Philippe Claudel écrit comme il filme, avec tendresse, humour et force images. Dans son dernier livre, L’arbre du pays Toraja, le romancier-cinéaste affronte le sujet malaisé de la mort, surtout celle d’une personne aimée, et rend hommage à son ami disparu en 2013, l’éditeur Jean-Marc Roberts. Il parle d’amitié, de vins, de femmes, de cinéma, de tout ce qui le liait d’affection avec celui qui lui était précieux et dont le deuil est d’autant difficile à faire.

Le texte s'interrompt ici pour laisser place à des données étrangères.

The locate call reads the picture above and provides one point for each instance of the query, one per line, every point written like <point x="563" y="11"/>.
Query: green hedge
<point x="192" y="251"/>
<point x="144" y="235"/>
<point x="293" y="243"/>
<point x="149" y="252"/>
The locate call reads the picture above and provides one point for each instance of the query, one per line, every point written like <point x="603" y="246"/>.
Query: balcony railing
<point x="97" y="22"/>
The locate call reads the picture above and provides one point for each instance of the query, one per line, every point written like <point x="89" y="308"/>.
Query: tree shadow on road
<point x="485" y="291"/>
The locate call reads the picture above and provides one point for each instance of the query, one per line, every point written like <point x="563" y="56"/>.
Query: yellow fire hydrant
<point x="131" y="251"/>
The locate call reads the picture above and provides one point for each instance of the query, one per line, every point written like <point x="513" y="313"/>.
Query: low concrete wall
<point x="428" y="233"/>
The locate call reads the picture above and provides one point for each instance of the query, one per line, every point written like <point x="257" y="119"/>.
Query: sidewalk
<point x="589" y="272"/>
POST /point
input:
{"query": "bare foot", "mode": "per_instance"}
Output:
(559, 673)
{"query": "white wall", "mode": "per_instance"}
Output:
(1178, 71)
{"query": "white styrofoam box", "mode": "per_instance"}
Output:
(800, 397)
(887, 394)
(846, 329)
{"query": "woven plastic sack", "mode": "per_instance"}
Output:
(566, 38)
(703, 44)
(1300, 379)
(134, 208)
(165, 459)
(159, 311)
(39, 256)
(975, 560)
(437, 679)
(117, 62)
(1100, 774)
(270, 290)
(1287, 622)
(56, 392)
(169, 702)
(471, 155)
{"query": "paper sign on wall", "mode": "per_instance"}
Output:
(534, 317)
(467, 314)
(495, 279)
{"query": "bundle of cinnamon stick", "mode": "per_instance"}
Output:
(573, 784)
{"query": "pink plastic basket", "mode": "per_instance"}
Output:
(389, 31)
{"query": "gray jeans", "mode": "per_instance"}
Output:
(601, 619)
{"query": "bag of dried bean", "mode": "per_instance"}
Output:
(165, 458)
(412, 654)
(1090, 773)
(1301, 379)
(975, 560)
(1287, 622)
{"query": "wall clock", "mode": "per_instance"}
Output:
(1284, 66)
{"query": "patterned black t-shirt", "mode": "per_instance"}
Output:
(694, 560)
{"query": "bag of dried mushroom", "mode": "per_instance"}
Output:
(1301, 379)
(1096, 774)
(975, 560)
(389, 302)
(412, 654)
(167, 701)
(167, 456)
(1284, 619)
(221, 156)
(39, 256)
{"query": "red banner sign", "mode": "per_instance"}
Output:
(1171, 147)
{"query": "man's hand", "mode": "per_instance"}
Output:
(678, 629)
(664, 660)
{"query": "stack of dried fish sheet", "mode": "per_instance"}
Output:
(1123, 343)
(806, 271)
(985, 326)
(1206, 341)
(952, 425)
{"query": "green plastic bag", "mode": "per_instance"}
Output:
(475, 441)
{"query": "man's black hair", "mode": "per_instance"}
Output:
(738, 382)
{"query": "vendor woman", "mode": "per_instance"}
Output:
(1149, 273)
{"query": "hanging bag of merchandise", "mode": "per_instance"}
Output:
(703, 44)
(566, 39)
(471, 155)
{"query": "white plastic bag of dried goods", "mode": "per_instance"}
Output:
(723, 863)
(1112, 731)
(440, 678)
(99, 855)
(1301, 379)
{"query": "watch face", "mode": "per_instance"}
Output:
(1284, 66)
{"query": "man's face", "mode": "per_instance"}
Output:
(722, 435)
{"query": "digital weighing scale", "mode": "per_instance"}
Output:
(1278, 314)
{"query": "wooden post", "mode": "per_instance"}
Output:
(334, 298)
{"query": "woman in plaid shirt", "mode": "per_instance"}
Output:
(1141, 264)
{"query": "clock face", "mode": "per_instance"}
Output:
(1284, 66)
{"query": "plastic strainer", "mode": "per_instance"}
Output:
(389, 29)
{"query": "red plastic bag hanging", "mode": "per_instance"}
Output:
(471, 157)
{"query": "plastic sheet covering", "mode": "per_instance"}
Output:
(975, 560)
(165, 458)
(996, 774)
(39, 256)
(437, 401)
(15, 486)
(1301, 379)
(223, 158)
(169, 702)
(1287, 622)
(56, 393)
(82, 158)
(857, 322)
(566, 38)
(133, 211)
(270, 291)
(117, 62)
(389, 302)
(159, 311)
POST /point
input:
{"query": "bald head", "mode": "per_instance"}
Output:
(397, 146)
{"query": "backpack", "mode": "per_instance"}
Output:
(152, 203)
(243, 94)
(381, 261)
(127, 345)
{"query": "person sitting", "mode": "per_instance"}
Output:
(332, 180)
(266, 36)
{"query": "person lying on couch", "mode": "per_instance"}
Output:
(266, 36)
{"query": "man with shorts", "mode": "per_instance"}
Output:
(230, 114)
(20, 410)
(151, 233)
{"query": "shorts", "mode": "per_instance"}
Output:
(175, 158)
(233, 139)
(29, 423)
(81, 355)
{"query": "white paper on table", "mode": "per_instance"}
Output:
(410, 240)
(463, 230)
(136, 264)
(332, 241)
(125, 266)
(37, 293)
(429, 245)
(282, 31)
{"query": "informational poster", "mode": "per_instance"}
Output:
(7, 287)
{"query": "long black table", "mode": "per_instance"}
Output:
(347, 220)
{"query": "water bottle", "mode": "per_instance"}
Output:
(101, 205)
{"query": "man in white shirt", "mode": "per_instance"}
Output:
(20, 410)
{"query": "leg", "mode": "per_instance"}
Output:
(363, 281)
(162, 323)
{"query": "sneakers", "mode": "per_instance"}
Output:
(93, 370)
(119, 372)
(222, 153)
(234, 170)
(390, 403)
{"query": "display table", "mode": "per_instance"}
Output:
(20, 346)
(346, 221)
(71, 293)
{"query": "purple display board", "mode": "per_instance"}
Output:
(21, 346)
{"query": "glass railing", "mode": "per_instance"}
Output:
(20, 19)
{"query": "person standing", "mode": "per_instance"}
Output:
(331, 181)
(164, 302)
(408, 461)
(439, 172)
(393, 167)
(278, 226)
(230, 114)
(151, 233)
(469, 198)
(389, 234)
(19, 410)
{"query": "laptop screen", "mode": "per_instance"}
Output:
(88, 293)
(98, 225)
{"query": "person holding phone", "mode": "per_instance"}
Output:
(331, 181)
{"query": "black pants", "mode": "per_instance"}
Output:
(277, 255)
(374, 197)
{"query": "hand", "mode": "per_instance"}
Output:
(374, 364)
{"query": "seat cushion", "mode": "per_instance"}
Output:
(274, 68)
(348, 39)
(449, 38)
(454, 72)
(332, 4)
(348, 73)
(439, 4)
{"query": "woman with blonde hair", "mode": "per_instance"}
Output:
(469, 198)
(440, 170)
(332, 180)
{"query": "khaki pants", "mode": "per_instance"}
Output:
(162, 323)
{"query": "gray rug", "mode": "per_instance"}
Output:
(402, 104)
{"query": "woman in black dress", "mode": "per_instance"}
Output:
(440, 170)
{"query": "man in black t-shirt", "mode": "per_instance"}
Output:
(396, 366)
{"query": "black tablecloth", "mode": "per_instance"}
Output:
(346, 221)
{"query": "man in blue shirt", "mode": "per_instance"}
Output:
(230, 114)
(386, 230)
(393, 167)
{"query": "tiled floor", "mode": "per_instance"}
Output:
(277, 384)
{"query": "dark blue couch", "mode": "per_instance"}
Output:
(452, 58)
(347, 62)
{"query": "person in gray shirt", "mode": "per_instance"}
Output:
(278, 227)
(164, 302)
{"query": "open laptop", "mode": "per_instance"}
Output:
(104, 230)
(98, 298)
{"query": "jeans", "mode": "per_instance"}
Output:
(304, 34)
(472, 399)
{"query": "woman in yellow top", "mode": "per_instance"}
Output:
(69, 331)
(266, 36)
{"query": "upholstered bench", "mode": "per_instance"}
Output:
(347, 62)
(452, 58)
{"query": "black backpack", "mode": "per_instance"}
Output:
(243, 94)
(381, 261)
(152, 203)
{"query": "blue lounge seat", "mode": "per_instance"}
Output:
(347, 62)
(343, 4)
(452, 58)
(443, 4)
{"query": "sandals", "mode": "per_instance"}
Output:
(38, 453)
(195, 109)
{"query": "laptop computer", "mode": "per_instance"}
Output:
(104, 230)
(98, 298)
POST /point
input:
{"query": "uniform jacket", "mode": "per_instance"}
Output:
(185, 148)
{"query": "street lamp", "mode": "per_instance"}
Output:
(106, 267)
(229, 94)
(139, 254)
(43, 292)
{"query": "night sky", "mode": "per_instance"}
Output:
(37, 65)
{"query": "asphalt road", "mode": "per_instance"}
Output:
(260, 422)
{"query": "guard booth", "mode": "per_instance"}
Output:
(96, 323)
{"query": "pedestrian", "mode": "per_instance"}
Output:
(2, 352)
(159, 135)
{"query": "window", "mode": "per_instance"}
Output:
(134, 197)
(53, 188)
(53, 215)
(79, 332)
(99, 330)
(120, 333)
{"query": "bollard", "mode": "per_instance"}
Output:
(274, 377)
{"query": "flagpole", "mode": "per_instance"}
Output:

En guise d’ouverture, le romancier fait un détour par l’Indonésie et ses îles enchanteresses, précisément celle de Sulawesi – ou Célèbes –, là où habitent les Torajas, afin d’explorer leurs rites funéraires uniques au monde, particulièrement ceux réservés aux petits enfants. « Une cavité est sculptée à même le tronc de l’arbre. On y dépose le petit mort emmailloté d’un linceul. […] Au fil des ans, lentement, la chair de l’arbre se referme, gardant le corps de l’enfant dans son grand corps à lui, sous son écorce ressoudée. »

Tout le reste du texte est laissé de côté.